It offended Mattel, the makers of the infamous Barbie doll. The company pulled rank, sent Body Shop a cease and desist letter, effectively yanking the ad from circulation.
Granted, this all happened about five years ago. But the fact that the image above still appears on Facebook pages asking those who agree with The Body Shop to repost to their own page in a show of support, along with the fact that I got so fired up about the topic, tells us we still have a ways to go before society stops assigning worth based on body size alone.
Obviously, Mattel's Think Tank was missing a few brain cells when it came to making this less than stellar marketing decision. Not only did they effectively make themselves look like the world's biggest assholes, they also helped to shed light on the Rubenesque Ruby doll featured in the Body Shop ad now facebook status updates in support of The Body Shop.
See, the problem here is that Mattel decided to make this about them and their product. And maybe, to an extent, it was. Barbie is, after all, the most famous doll of all time. She's been everything from a model to a teacher to a doctor to a butterfly fairy and done it all with crazy arched feet to fit in those high heels and somehow managed to not topple over with measurements that have been proven to not be physically possible to maintain for an actual living human. Google Barbie and Real Life Measurements and you will find a slew of conflicting answers that all come to approximately the same conclusion: if Barbie were real she would be extremely tall, extremely anorexic, and probably not be able to stand up straight.

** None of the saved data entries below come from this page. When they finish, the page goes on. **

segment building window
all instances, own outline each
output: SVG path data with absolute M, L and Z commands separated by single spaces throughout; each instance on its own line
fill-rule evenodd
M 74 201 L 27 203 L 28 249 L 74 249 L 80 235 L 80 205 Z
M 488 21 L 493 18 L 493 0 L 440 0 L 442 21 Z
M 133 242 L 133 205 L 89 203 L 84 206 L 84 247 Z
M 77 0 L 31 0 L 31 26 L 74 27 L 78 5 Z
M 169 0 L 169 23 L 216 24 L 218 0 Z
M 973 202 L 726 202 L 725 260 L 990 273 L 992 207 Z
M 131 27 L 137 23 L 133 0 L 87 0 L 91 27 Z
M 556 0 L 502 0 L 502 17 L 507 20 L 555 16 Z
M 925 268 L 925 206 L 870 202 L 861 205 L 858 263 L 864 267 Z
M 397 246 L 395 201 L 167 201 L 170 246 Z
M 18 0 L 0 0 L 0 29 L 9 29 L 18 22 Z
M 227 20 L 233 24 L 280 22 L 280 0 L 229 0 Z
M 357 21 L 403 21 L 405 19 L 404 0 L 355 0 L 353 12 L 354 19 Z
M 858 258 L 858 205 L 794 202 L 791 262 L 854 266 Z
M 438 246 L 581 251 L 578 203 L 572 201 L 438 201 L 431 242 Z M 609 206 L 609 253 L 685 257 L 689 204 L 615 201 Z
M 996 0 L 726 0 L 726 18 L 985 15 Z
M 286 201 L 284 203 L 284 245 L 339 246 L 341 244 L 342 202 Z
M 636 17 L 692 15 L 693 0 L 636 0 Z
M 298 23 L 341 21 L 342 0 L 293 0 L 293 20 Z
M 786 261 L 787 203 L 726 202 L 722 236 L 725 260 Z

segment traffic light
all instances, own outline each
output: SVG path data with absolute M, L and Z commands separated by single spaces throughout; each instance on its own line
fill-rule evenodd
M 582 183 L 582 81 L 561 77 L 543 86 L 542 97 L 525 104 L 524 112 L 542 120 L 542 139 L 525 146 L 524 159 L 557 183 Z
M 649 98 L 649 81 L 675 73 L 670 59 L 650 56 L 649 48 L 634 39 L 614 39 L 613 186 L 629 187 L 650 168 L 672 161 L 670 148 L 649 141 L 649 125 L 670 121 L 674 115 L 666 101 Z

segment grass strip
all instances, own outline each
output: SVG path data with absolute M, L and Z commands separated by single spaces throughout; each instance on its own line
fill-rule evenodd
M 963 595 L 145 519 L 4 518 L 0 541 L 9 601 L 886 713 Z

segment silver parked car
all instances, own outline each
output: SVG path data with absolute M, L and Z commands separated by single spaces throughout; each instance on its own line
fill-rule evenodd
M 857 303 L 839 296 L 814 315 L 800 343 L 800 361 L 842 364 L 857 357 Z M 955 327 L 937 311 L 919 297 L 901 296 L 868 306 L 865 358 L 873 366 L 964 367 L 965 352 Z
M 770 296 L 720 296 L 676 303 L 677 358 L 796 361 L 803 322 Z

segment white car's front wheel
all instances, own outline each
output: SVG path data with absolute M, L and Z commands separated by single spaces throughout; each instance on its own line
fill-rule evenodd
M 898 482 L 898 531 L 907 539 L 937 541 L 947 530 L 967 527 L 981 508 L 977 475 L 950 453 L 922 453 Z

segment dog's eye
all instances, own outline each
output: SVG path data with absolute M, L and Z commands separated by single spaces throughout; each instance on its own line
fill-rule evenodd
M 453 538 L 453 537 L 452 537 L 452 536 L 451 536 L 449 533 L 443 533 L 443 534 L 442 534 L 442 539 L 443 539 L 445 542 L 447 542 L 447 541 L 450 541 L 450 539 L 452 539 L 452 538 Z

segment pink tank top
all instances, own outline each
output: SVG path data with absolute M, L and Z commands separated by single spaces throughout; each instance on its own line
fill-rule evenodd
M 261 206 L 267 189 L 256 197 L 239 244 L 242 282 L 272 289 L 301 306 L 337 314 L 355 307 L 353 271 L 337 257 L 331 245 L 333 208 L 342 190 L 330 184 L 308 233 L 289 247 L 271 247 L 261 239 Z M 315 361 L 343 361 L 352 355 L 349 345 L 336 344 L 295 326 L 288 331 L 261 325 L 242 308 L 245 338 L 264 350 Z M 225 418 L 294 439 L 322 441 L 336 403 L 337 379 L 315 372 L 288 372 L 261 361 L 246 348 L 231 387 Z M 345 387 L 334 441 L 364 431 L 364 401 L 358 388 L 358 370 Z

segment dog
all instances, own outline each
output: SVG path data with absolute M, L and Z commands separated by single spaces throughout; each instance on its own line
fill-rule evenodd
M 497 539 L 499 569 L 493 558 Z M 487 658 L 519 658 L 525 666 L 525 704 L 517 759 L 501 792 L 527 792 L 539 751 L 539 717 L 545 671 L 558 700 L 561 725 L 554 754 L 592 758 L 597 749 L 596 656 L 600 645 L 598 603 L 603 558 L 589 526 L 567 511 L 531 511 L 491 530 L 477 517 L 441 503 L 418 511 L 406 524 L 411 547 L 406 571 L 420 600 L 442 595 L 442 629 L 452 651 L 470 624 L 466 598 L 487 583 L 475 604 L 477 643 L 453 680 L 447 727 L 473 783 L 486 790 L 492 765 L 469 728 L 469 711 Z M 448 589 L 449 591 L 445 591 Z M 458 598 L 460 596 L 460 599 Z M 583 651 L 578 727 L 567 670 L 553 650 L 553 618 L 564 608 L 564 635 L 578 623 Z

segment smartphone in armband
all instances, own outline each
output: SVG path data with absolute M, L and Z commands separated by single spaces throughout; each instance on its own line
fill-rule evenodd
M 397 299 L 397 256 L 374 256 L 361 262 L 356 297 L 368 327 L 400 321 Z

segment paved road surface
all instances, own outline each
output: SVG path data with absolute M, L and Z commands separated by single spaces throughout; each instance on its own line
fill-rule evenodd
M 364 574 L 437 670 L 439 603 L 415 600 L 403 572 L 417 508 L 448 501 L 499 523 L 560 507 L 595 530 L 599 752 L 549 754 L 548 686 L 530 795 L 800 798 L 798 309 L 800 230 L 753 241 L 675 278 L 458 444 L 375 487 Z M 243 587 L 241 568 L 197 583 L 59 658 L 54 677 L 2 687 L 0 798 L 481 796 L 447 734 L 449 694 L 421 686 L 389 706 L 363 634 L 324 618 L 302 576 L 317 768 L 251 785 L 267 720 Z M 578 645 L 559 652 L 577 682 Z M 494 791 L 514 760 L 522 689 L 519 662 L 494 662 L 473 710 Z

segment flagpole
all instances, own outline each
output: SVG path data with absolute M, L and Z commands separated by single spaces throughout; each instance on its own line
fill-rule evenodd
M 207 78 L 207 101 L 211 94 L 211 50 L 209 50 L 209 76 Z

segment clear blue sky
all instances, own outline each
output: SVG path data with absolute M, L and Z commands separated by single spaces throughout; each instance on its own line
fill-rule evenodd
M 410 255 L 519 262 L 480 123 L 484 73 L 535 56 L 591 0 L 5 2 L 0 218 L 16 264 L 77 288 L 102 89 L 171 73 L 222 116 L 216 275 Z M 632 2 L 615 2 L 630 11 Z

I know that my daughter doesn't see Broken Body Image or Eating Disorder or False Representation or even a mirror of herself when she asks for a Barbie when we pass the toy aisle at Target. I know she only sees the chance to play and imagine and play dress up with a new doll whose hair she could destroy within moments of getting it out of the box. And whether we like it or not, that's probably one of the biggest secrets of Barbie's long-standing success. Little girls who loved Barbie grow up to be mothers of little girls who love Barbie in spite of all of life's lessons mama has gleaned since the last time she looked at Barbie and didn't see a reason to hate her body. And because her daughter's smiles are more important than her own agendas, mama lets her little girl have the doll that makes her giggle and hopes to God that her baby grows up without ever having compared herself to the doll of her childhood.
Am I being harsh? Maybe a little bit. Barbie wasn't directly responsible for my eating disordered childhood. Barbie didn't show me how to starve myself or how to make myself throw up when I ate too much. But to be fair, Barbie also did not show me that my natural curves were something to be proud of.
But guess what, Mattel. That Body Shop ad was something you should have left alone if only for the reason that it was designed to make the average American woman feel good about what she sees in the mirror. Little girls, I doubt, were going to be swayed from the Barbie camp because of an ad at a beauty store that spoke to her Mommy. And that average American woman you pissed off is the one holding the purse strings the little girl asking for the Barbie at the store is tugging on.